Put it in a bowl and mash it. Get every single lump out. Put the butter in while everything’s hot so it melts without you having to work for it.
Pro tip: I bought a food processor after I borrowed one from my neighbor Lisa. She moved three years ago and I still miss having her next door. Anyway, 30 seconds in the food processor and you’re done. So much easier.
Add your sugar, milk, eggs, nutmeg, cinnamon, vanilla. Mix it until you can’t see separate ingredients anymore. Should be orange-ish gold and smooth.
Pour it in the pie crust. Smooth the top if you want it to look nice for photos. It’ll be really full. Don’t panic. I’ve never had one overflow and I’ve made this at least fifty times.
Put it in the oven at 350°F. Set a timer for 55 minutes. When you stick a knife in the middle and nothing wet comes out on the knife, it’s done. It puffs up in the oven and looks really cool through the glass door.
Leave it on the counter for three hours minimum. Do not cut it before that. I don’t care how good it smells. I made that mistake at my first Thanksgiving hosting and served everyone soup in a crust.
Notes
- Prevent a soggy bottom: Brush your unbaked crust with a beaten egg white before adding the filling. This creates a moisture barrier!
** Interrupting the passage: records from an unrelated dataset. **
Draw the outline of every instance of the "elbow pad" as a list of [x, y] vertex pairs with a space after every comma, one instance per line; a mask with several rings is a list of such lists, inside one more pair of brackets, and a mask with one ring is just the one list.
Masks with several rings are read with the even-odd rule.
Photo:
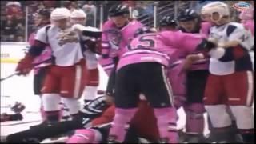
[[42, 52], [46, 49], [46, 46], [31, 46], [29, 50], [29, 54], [32, 56], [37, 57], [42, 54]]

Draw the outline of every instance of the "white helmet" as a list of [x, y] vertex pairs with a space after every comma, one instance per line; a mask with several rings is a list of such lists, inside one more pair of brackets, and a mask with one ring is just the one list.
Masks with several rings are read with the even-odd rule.
[[71, 13], [71, 18], [86, 18], [86, 14], [81, 9], [74, 10]]
[[50, 19], [60, 20], [66, 19], [70, 17], [70, 11], [65, 7], [58, 7], [54, 9], [50, 14]]
[[[220, 18], [218, 20], [213, 20], [212, 14], [214, 13], [218, 13]], [[218, 22], [223, 16], [230, 15], [229, 6], [222, 2], [214, 2], [202, 6], [201, 10], [202, 14], [209, 14], [211, 17], [211, 20], [214, 22]]]

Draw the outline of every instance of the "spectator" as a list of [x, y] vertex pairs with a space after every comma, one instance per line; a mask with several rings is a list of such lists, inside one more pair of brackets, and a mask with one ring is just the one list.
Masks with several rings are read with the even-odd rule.
[[57, 1], [42, 1], [42, 5], [44, 6], [45, 9], [54, 9], [58, 6]]
[[18, 35], [18, 36], [17, 36], [16, 41], [17, 42], [25, 42], [25, 39], [24, 39], [23, 36]]
[[145, 8], [143, 2], [138, 2], [133, 10], [132, 18], [138, 19], [140, 16], [143, 15]]
[[17, 35], [24, 35], [25, 34], [25, 26], [22, 23], [18, 23], [15, 27]]
[[14, 34], [16, 34], [15, 33], [16, 24], [14, 22], [11, 18], [12, 18], [11, 15], [8, 15], [7, 20], [3, 23], [3, 26], [2, 26], [3, 35], [6, 36], [6, 38], [4, 39], [7, 42], [14, 41]]
[[125, 1], [122, 1], [122, 3], [124, 5], [126, 5], [129, 7], [135, 7], [135, 6], [136, 6], [136, 2], [135, 1], [126, 1], [126, 0], [125, 0]]
[[22, 12], [22, 5], [18, 1], [10, 1], [6, 5], [6, 14], [15, 15], [18, 13]]
[[93, 1], [89, 1], [87, 4], [82, 6], [82, 10], [86, 14], [86, 26], [94, 26], [94, 14], [96, 14], [96, 6], [94, 5]]

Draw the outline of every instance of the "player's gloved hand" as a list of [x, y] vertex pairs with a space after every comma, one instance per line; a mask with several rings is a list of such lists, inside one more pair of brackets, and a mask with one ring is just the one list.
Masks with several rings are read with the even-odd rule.
[[80, 110], [80, 113], [82, 117], [94, 118], [101, 115], [108, 106], [109, 105], [106, 102], [106, 97], [98, 97], [86, 103], [83, 108]]
[[201, 43], [197, 46], [197, 50], [210, 51], [211, 49], [216, 48], [217, 44], [214, 39], [203, 39]]
[[74, 24], [71, 26], [71, 30], [81, 32], [83, 36], [94, 37], [97, 38], [102, 37], [102, 31], [95, 27]]
[[16, 67], [17, 72], [19, 74], [18, 75], [26, 75], [28, 74], [33, 69], [33, 61], [34, 57], [30, 54], [26, 54], [25, 58], [20, 60]]
[[200, 59], [204, 58], [204, 56], [202, 54], [189, 54], [186, 57], [184, 65], [182, 67], [182, 70], [189, 70], [191, 66], [191, 65]]

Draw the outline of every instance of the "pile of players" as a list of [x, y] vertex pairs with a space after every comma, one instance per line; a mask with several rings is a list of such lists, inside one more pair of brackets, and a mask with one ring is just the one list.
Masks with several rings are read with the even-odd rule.
[[[38, 142], [51, 137], [58, 138], [44, 142], [254, 141], [254, 13], [241, 14], [244, 23], [232, 22], [229, 6], [213, 2], [201, 14], [187, 9], [177, 21], [165, 16], [154, 30], [129, 18], [129, 8], [118, 5], [109, 10], [102, 30], [83, 26], [81, 10], [38, 14], [38, 30], [16, 70], [25, 75], [38, 70], [34, 88], [44, 122], [9, 135], [7, 142]], [[109, 80], [105, 95], [95, 98], [98, 62]], [[61, 101], [71, 120], [59, 122]], [[182, 106], [185, 133], [177, 130]]]

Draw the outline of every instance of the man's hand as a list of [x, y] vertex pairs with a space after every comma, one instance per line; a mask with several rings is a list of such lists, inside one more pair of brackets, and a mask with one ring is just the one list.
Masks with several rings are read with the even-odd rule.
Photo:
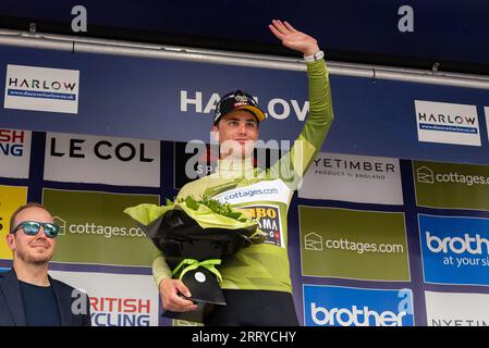
[[296, 30], [288, 22], [277, 20], [271, 22], [272, 24], [269, 24], [268, 27], [286, 48], [301, 51], [304, 55], [313, 55], [319, 51], [319, 46], [315, 38]]
[[180, 279], [166, 278], [160, 282], [159, 286], [163, 309], [172, 312], [195, 311], [197, 304], [191, 300], [186, 300], [179, 295], [183, 294], [191, 297], [191, 291]]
- Smooth operator: If you don’t have a food processor, push the mashed sweet potato through a fine-mesh sieve for ultra-smooth results
- Even baking: Place your pie on the middle rack and rotate it halfway through baking for even browning
- The jiggle test: The pie is done when the edges are set but the center still has a slight jiggle (about a 2-inch circle in the middle). It will continue cooking as it cools
- Prep Time: 15 minutes
- Cook Time: 1 hour 40 minutes
- Category: Dessert
- Method: Baking
- Cuisine: American
Ingredients You’ll Need
For the Filling:
- 1 (1 pound) sweet potato
- 1/2 cup (1 stick) butter, softened
- 1 cup granulated sugar
- 1/2 cup milk (whole milk works best)
- 2 large eggs
- 1/2 teaspoon ground nutmeg
- 1/2 teaspoon ground cinnamon
- 1 teaspoon vanilla extract
For the Crust:
- 1 (9-inch) unbaked pie crust (homemade or store-bought—no judgment here!)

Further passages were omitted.